Siamo tanti, ed in tanti ambiti diversi, ed io vorrei contribuire ai nostri sforzi comuni offrendo a tutti un contributo utile, spero, e forse importante, che ha vari aspetti:
rivolgersi a chiunque, esperti e digiuni, comunicando in modo da far capire e stimolare ad alzare la testa;
fornire a chiunque un punto di vista dal quale le tessere del mosaico si uniscono a formare un quadro generale comprensibile e coordinato, in cui tanto i collegamenti quanto i rapporti di importanza relativa, di causa ed effetto, siano chiari;
fornire a chiunque alcune tessere del mosaico aggiunte da me perché non trovate altrove, che completino questo quadro;
catalizzare e promuovere l'unione ed il coordinamento di tutte le nostre forze, e la loro concentrazione sui punti chiave del quadro, a beneficio di tutti.
Non mi sembra educato dilungarmi qui nel merito dei contenuti, e lascio quindi che il sito si spieghi da sé, sperando lo faccia in misura accettabile.
Seppure i contenuti sono già molti, il lavoro è ben lungi dall'essere completo, e quindi l'orizzonte dei contributi che desidero offrire si estende molto al di là di quello che appare dal sito per com'è attualmente.
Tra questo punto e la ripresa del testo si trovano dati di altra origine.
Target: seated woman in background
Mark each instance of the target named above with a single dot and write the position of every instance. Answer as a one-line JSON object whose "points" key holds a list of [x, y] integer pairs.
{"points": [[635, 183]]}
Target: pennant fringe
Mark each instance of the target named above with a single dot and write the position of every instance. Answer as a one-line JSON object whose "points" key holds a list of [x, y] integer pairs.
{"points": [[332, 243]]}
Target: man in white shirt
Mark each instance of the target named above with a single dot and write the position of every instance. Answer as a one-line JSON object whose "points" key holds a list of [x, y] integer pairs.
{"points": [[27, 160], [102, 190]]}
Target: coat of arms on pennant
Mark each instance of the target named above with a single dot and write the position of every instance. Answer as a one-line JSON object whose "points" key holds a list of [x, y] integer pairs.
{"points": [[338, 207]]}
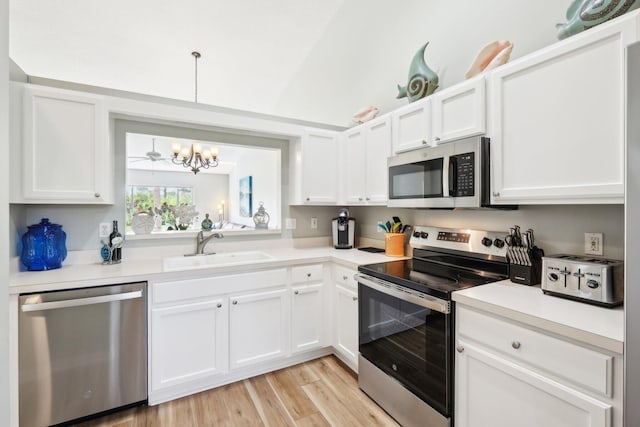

Anche perché i contenuti attualmente presenti in esso potrebbero sembrare una discesa agli inferi; in merito a questo, i nostri antenati dicevano: "si vis pacem, para bellum", ed io oggi mi sentirei di dire: "se vuoi proteggere il bene, conosci il male meglio di quanto questi conosca sé stesso".
Home Page in Italiano:
https://economicsuppression.org/it
Home Page in Inglese:
https://economicsuppression.org
Se utile, questa parte è una breve sintesi degli elementi fondamentali:
https://economicsuppression.org/it/sinossi-sunto.html
Grazie sinceramente per l'attenzione, che spero sia ben ripagata e fruttuosa, e per ogni idea, considerazione, punto di vista che ne possa scaturire.
La mia email è nella pagina Info del sito.